Salió corriendo Egun y se volvió Afefé (el viento). El cencerro lo tocaba Odudúwa; Osain llevaba la codorniz en la mano. Ikú, al verlo llegar y reconocer de qué se trataba, se espantó y rompió a llorar. Venía huyendo de Afefé —Egun, que la traía envuelta— cuando Odudúwa y Osain la recibieron.
Entre lágrimas, Ikú le contó a Odudúwa cuanto pasaba. Odudúwa respondió: «Lo que me cogiste es la sábana con la que me tapo». Ella explicó que la quería para cubrir a su hijo y que nadie lo viera. Odudúwa entonces le ofreció: «Bueno, yo te voy a dar el poder de Egun y Osain le dará a tu hijo el poder de la carne (erán), para cuando tu hijo se vuelva Egun».

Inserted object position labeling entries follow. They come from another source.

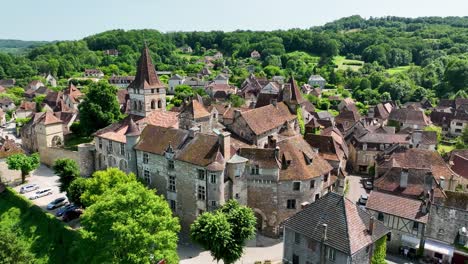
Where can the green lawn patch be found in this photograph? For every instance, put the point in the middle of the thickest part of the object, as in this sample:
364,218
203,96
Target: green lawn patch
48,238
73,141
400,69
344,63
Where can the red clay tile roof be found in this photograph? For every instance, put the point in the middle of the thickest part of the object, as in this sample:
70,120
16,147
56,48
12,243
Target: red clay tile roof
418,159
459,165
409,115
146,77
348,224
396,205
263,119
298,151
417,184
156,139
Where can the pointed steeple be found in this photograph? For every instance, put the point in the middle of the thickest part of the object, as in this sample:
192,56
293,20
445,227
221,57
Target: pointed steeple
296,95
146,77
132,129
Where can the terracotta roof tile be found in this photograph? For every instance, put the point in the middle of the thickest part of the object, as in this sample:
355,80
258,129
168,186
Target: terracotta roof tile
348,224
397,206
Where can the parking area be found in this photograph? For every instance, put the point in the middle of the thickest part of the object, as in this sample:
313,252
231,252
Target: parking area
356,187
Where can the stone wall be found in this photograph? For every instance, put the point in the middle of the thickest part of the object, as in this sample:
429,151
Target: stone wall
84,157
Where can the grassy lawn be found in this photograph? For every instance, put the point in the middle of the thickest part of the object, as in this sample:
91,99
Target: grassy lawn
47,237
344,63
73,142
396,70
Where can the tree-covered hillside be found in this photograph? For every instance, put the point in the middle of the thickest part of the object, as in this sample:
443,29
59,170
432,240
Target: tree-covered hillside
402,58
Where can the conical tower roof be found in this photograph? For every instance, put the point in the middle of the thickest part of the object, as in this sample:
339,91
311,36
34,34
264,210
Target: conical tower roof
146,77
132,129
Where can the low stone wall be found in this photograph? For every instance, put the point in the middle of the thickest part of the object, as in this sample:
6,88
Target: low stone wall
84,157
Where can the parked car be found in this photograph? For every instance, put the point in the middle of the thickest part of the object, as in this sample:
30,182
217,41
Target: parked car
29,188
71,214
41,193
66,208
363,199
57,203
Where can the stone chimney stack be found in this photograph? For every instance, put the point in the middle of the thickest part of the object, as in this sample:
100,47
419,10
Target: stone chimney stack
225,143
371,225
404,178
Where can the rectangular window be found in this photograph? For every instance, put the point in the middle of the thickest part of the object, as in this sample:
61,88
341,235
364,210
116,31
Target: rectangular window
331,254
122,149
201,174
173,205
380,217
296,186
297,238
291,204
312,184
255,170
213,178
170,164
172,184
201,193
147,177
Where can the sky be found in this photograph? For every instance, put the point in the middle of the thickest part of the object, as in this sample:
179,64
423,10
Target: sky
75,19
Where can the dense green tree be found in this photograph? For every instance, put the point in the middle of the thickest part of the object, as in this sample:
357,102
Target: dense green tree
67,170
380,251
23,163
131,224
13,249
102,181
76,189
99,108
225,232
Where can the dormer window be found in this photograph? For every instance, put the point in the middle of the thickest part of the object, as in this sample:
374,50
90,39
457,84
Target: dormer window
255,170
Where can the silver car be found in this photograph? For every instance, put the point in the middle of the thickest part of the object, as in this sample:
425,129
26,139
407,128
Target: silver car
41,193
29,188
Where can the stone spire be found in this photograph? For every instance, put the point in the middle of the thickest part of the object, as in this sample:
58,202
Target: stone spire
146,77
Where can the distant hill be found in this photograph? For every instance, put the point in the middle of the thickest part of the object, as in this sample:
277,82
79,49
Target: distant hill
18,46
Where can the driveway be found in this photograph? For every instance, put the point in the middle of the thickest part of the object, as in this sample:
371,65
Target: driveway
258,249
45,178
356,188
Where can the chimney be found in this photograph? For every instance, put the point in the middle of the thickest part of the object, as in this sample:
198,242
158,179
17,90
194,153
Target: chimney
277,152
193,131
274,102
322,244
224,139
237,113
404,178
324,232
442,182
371,225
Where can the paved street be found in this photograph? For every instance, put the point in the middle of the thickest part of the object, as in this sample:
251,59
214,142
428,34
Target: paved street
10,131
356,189
271,250
45,178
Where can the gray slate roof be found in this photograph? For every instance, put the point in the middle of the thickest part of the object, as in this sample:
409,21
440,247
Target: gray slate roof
347,224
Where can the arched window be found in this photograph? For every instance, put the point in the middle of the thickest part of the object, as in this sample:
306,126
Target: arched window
56,141
123,165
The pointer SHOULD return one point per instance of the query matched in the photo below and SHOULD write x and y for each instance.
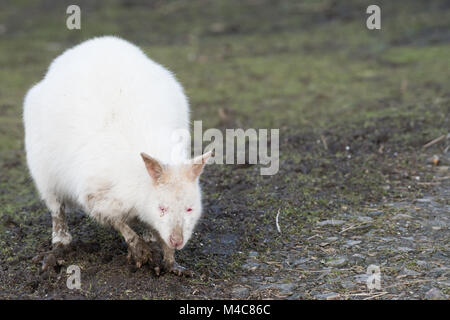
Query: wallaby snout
(176, 238)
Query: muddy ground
(357, 184)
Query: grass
(311, 69)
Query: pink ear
(154, 168)
(199, 163)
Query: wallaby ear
(154, 168)
(198, 164)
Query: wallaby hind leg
(61, 237)
(60, 233)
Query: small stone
(362, 278)
(435, 294)
(331, 222)
(365, 219)
(348, 284)
(251, 266)
(409, 272)
(423, 200)
(351, 243)
(375, 213)
(327, 296)
(239, 291)
(434, 160)
(337, 262)
(401, 216)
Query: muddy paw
(179, 270)
(53, 259)
(139, 252)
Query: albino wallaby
(98, 135)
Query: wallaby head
(174, 203)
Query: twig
(434, 141)
(325, 145)
(376, 296)
(276, 221)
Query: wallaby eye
(163, 210)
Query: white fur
(99, 106)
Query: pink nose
(176, 241)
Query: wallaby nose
(176, 240)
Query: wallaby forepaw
(140, 253)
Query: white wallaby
(98, 135)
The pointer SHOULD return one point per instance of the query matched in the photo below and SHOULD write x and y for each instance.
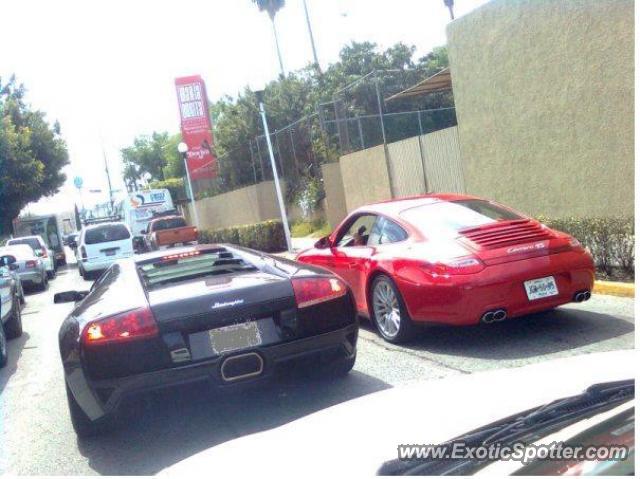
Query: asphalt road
(36, 436)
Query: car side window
(357, 234)
(386, 231)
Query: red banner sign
(195, 125)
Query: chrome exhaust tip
(241, 366)
(487, 317)
(499, 315)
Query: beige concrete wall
(407, 171)
(365, 177)
(335, 203)
(247, 205)
(443, 161)
(544, 93)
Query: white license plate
(541, 288)
(234, 337)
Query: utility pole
(313, 43)
(106, 169)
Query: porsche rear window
(106, 233)
(449, 217)
(168, 224)
(179, 267)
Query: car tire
(82, 425)
(13, 327)
(4, 355)
(388, 311)
(44, 284)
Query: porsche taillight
(128, 326)
(310, 291)
(456, 266)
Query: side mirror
(322, 243)
(7, 260)
(69, 296)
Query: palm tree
(272, 7)
(449, 5)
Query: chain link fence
(357, 118)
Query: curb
(614, 288)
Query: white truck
(140, 207)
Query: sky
(105, 69)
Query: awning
(441, 81)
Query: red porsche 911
(451, 259)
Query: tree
(32, 154)
(272, 7)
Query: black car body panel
(100, 375)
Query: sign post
(183, 148)
(276, 179)
(195, 126)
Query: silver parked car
(31, 269)
(41, 250)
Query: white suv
(102, 244)
(41, 250)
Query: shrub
(610, 240)
(316, 228)
(175, 187)
(267, 236)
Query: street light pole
(183, 148)
(313, 43)
(276, 179)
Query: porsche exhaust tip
(581, 296)
(493, 316)
(241, 366)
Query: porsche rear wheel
(389, 312)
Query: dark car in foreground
(212, 313)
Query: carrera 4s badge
(530, 247)
(227, 304)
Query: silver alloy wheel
(386, 309)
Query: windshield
(449, 217)
(106, 233)
(20, 252)
(32, 242)
(174, 270)
(168, 223)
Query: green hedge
(267, 236)
(610, 240)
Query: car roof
(395, 206)
(18, 249)
(38, 237)
(140, 258)
(99, 225)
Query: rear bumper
(101, 398)
(462, 300)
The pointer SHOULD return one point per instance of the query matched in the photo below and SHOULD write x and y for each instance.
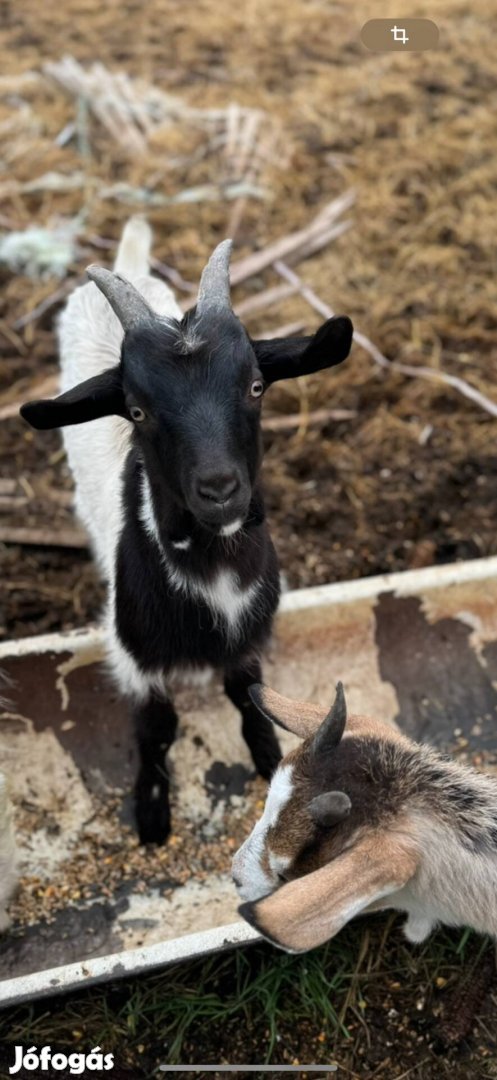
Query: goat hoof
(152, 819)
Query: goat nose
(217, 487)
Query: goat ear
(101, 395)
(328, 736)
(287, 358)
(310, 909)
(330, 808)
(299, 717)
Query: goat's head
(192, 390)
(332, 840)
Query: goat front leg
(156, 723)
(257, 730)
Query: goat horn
(214, 283)
(330, 733)
(126, 302)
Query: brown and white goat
(360, 818)
(8, 854)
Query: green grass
(254, 1003)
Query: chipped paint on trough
(416, 648)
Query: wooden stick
(415, 373)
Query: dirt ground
(410, 478)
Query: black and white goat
(168, 485)
(359, 818)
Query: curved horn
(129, 305)
(330, 733)
(214, 283)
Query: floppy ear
(330, 808)
(309, 910)
(286, 358)
(299, 717)
(102, 395)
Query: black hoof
(267, 758)
(152, 814)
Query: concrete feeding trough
(417, 648)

A Ikú le dio mucho gusto, pero Odudúwa agregó: «Esa sábana que tú me robaste nada más servirá para pintar los signos de Egun cuando cualquiera muera y le den de comer para que tenga poder».
Salieron Odudúwa, Ikú y Osain, tocando agogó y cantando: AFEFE LOKUN EGUN KUILODO AFEFE LEKUN EGUN OMO YARE EGUN KUILODO.
Al llegar a la tierra de Ikú, Osain abrió un hueco; traían consigo una jicotea. Odudúwa pintó el Odù Irete Trupon; los Egun acostaron ahí al hijo de Ikú y lo cubrieron con la sábana. Osain y Odudúwa rompieron entonces a cantar: ERAN NILE IKU ERAN GBOGBO ERAN NILE IKU EGUN OBANI LOKUN GBOGBO ERAN EGUN IKU.
Siete días duró la faena. Odudúwa le anunció a Ikú que la carne de su hijo ya estaba unida al hueso, y Osain añadió: «También tiene pelo, ojos y su naturaleza, y hay que darle de comer para que pueda caminar».
Quiso saber Ikú qué debía conseguir, y Odudúwa la remitió: «Pregúntaselo a Osain». Osain le pidió entonces 9 palomas negras, que se darían a Egun junto con él, para entregarle así el IWIN NI ODARA, el espíritu de la vida (el yo encarnado); y aparte, para el propio Osain, un pollón grifo, codorniz y jicotea.
Contenta, Ikú partió en busca de lo pedido. Con ella todavía en camino, Odudúwa y Osain removieron la capa de tierra de encima y comprobaron que el muchacho tenía ya carne, ojos y pelo; lo volvieron a cubrir con la tela negra y escribieron Irete Trupon. Antes de que ella regresara mandaron llamar a Egun, para que entrara en el cuerpo del hijo de Ikú.
Ikú, de vuelta, vio moverse aquello, se espantó y se echó a llorar. Odudúwa la calmó. Osain, mientras tanto, comía lo que ella había traído. Después Odudúwa le indicó que debía meterse en un hueco para levantar la ceremonia. Osain tomó la paloma, y con Odudúwa dieron comienzo al rito y al canto: EGUN DIDE EGUN ONI GUALODE LONA YEYE IKU LORUN AGUA IKU BAGUA LODE LONA EGUN IKU LORUN NARE ONI LOKUN.
Y en el acto el hijo de Ikú echó a andar por el mundo.
Nota: de aquí viene que la humanidad nazca ya siendo espíritu, y que Ikú se lo lleve cuando lo necesita. Quien tenga este signo debe, cada cierto tiempo, darle 3 palomas a Orún junto con Egun. Al ver así a su hijo, la muerte convivió primero con Orún, y a él le entregó 3 palomas negras.